A 'balanced plant-based diet' is healthy by definition, in that it provides a balance of all nutrients required. A quick google will provide the positions of relevant health authorities on this and I would expect that most people in this community would do their own research on the matter. This is not the place to have a fully referenced debate on diet and lifestyle; I was simply providing some perspective on your personal anecdote as I am sure you are aware.

The EAT-Lancet report is a good starting point for where our fiscal policy should be directing our agriculture industry and food consumption.

It is a shame that the comments on Amy's article seems to have been so antagonistic, as I believe she raised some important and interesting points that are worth discussion.

Thanks (1)
avatar
By Lesser Tax
12th Jan 2024 10:33

Yo Mitch, how's it hanging dude?

Seems to be some grains of agreement there.

If we focus on what we might agree on, you would agree factory farming making up 90% of meat consumption in the UK is in appalling conditions, animals bred into existence for human consumption kept indoors in as little space as possible, eating each other faeces and sometimes each other. This is in Red Tractor approved facilities as uncovered by numerous investigations by animal rights organisations and happy to share links to studies.

So if we can agree factory farming is wrong, let's get rid of that to start with.
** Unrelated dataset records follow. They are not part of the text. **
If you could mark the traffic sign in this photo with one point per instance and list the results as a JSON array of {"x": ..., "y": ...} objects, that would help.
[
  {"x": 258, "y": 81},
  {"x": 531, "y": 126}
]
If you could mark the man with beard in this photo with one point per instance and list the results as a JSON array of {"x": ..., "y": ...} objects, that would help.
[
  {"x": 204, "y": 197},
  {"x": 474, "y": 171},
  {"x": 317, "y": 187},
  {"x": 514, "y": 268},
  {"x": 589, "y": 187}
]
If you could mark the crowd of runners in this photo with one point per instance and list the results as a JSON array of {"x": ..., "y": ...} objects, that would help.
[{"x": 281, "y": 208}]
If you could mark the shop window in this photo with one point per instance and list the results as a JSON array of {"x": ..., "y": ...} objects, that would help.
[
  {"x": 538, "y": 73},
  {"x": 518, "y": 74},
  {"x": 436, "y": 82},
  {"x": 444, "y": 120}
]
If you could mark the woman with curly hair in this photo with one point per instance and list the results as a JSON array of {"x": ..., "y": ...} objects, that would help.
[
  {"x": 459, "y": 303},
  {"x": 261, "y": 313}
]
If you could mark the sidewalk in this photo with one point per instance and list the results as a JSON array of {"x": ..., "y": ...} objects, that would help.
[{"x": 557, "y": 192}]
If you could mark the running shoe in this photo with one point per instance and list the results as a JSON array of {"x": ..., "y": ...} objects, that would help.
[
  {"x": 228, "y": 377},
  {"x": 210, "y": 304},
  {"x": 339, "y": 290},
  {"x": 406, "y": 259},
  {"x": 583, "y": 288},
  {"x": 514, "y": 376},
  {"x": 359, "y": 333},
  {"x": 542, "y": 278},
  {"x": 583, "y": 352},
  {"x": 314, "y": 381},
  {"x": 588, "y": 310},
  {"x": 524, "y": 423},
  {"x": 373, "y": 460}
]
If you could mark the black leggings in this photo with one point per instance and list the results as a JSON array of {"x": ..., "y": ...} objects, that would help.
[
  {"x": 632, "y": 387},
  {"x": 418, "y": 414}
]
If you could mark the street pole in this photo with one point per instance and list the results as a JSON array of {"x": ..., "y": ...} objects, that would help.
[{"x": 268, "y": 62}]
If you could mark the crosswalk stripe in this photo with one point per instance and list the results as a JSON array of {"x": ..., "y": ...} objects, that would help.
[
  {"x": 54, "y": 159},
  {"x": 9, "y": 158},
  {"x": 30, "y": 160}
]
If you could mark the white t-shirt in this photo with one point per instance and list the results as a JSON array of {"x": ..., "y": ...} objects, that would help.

Nice one Mitch.

Not all vegans are ethical, definitely true I agree.

With regards to eating meat made in a lab. Alas if that's all supermarkets choose to sell in a few years, I don't see what choice the public have. As we know £££ signs is what matters to large corporations.

Really glad we have so much common ground. I was an avid meat eater until the age of 35 and completely understand your point of view.
----
Sorry to hear regarding your poorly advised NHS Consultant MR FACTCHECKER - my main confidence in that red meat is not healthy comes from my clients who are the leading doctors and scientists in the UK. Needless to say, this is not my testimony but the thousands of GP's that pay their hard earned cash in private subscriptions to said individuals to have access to their latest research and studies that Plant Based Diets (well executed) are the way forward.

Would be happy to share with you a range of Plant based dishes without red meat or Tofu that have plenty of iron and protein. Indeed such is the creativity these days I can confidently say even if I just mixed White Beans with Berries and Yoghurt/Milk to make a Smoothie or made a Chocolate and Chick Pea Mix I could make eat only delicious smoothies and cake and cover the majority of my nutritional needs. Yet no need for limiting like this as thousands of recipes and food ideas.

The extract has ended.